Saturday, January 2, 2010

Controlled-Burn Inflation

The following expresses my personal views, not those of the SEC or its staff.

Suppose all the Good Guys (Joe Consumer and Homeowner) are loaded with debt, and suppose that this debt is payable to the Bad Guys (Rich People and Foreigners).
What can you do about it? Oh, and also suppose that the debt is mostly in nominal terms. Answer: You inflate.

We cringe when inflation is mentioned. Maybe it is from the horror stories of hyperinflation; maybe it is from memories of the inflationary episode of the mid-1970s. (Remember Ford’s WIN buttons)? But I am not talking about hyperinflation, or even inflation in the double digits. Rather, a controlled burn inflation, something that is, say, in the six or seven percent range. Something that will drop the debt burden by twenty or thirty percent after a few years.

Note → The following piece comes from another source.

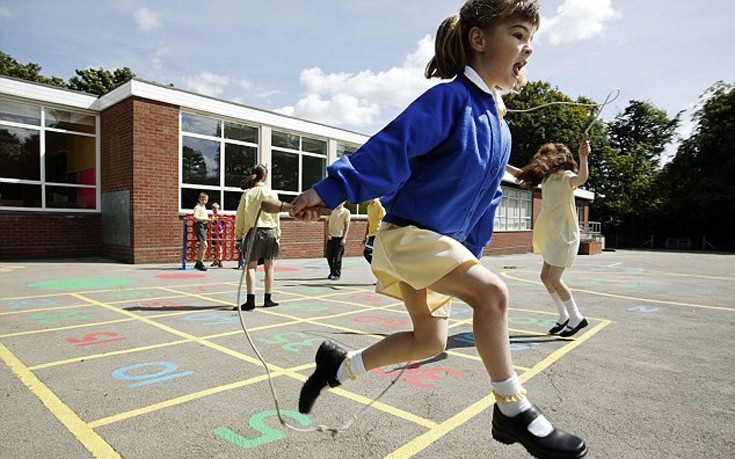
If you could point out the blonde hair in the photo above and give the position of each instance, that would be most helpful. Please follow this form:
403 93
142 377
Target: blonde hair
452 46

On the positive side, controlled-burn inflation will drop the real obligations we will “pass on to our children” – put that phrase into Google and see how many hits you get – for our $8 trillion of public debt. It will reduce the real effect of our nearly $1 trillion to ChinaChina being recently highlighted by Paul Krugman as a Big Problem of 2010. Not to mention the nearly equal amount we have with Japan, which Krugman does not see being as much of a problem. It will drop the real debt obligation for mortgage borrowers in terms of their principal, and, for those with fixed rate mortgages, drop the real cost of servicing their debt as well. Anyone with adjustable rate mortgages or short-term revolving debt will be running in place in terms of their debt servicing. But the real value of their principal obligation will drop for them as well.

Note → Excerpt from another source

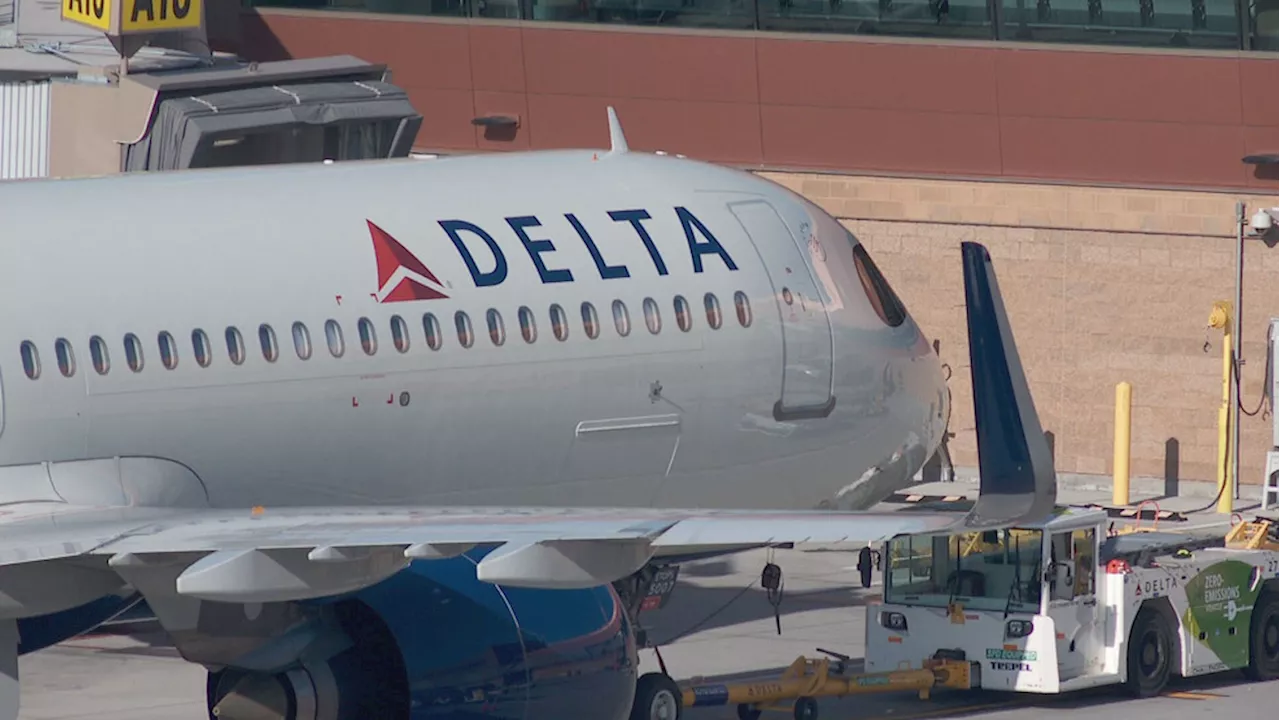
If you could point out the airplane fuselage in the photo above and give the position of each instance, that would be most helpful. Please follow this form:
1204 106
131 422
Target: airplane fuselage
549 328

The negative is the stickiness of wages versus prices. For those who remember the 1970’s, it seemed like wage levels were always one step behind in ratcheting up to meet the higher prices. And there were costs in making the price adjustment, both in terms of processing and informational lags. But we are in a different world today, and I wonder if the frictions of a “helicopter drop” would be anywhere near as significant. In our electronic age, prices can be adjusted with far less cost, information on prices is quickly and cheaply accessible. And I believe wages can similarly be adjusted for less cost; there are fewer institutional and processing constraints to keep wages sticky – although this is a proposition that has not had to be broadly tested because inflation has been a non-issue for a generation.

To do inflation right, you have to be a little sneaky. Especially if you don’t want your creditors feeling totally screwed and have them walk away the next time you need to borrow. Don’t announce it as a policy. Have it just happen. In fact, have it happen in spite of all of your best efforts to reign it in. So you need a controlled burn that looks like it is spontaneous. Who knows, maybe this idea actually is making the rounds.